Reports Shows Nigeria Ranks 4th in Africa for Affordable Internet Data

Nigeria didn’t move up the ladder, rather maintained the 19th position it ranked in 2020, though with a lower score of 66.19.

According to the Alliance for Affordable Internet’s (A4AI) 2021 Affordability Drivers Index (ADI) study, Nigeria ranks 19th out of 72 in the world for internet affordability in 2021, and fourth in Africa. 

In terms of legislation, infrastructure, and how individuals may use the Internet in the nation, A4AI scored Nigeria  68.71 out of 100. Nigeria is the fourth most cheap Internet country in Africa, trailing Morocco, Botswana, and Mauritius, which are rated 9th, 13th, and 18th globally, respectively.

Unfortunately, the report showed that Nigeria didn’t move up the ladder, rather maintained the 19th position it ranked in 2020, though with a lower score of 66.19.
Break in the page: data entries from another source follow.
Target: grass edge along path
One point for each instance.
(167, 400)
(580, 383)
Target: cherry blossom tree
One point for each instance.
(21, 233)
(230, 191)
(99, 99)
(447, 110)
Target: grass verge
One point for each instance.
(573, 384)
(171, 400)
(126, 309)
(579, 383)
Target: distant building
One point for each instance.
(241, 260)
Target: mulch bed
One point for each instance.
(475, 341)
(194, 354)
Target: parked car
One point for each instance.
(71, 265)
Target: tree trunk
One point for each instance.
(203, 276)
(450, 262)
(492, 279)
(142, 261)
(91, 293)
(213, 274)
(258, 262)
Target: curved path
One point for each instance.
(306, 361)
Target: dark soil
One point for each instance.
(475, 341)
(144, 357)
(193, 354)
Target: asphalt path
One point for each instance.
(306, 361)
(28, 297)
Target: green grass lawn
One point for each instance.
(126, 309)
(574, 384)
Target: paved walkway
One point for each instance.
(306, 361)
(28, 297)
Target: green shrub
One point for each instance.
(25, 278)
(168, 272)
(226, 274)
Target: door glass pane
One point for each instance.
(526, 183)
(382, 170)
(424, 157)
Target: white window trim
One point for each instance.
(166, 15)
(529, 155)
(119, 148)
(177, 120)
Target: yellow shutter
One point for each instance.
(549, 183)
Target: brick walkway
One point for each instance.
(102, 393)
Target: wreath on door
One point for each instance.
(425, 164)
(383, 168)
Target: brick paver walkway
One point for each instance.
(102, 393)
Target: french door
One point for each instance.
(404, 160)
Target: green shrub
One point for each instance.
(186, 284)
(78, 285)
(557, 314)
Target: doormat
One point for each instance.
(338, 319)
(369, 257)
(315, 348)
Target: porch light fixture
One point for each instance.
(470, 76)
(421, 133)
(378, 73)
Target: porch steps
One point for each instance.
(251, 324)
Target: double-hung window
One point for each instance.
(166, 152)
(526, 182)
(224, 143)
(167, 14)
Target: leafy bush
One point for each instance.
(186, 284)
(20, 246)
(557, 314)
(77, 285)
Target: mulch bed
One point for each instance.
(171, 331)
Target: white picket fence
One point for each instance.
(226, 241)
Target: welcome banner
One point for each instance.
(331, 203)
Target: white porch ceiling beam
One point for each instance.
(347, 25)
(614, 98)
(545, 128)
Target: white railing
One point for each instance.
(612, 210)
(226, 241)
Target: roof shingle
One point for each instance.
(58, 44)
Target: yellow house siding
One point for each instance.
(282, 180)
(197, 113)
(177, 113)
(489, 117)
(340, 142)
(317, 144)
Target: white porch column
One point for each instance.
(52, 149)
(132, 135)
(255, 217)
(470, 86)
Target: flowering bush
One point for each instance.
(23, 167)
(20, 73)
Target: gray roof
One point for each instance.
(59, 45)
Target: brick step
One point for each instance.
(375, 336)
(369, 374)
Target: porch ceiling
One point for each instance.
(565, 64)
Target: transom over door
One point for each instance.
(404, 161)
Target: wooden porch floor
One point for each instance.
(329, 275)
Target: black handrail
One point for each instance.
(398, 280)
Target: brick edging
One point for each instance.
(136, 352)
According to A4AI, high ADI scores are associated with lower Internet costs on both the industry and consumer sides. The ADI scores countries in two main policy groups: the degree to which Internet network has been deployed, as well as the policy framework in place to encourage future infrastructure expansion; and current broadband adoption rates, as well as the policy framework in place to enable accessibility.

“High ADI scores correlate with reduced broadband costs on both the industry side and for consumers. As the figure shows, there is a positive and statistically significant correlation between a country’s ADI score and the affordability of a 1GB mobile prepaid broadband plan — reaffirming that improving policies and regulations to lower industry costs should be a priority for all, and particularly for low- and middle-income countries,” stated the organisation in the report.

It went on to say that the ADI tool was created to evaluate how well a country’s policy, regulatory, and overall supply-side environment is functioning to reduce industry costs and, eventually, provide more inexpensive broadband. “In particular, policymakers and relevant stakeholders can use this tool to identify where progress is needed most,” it said.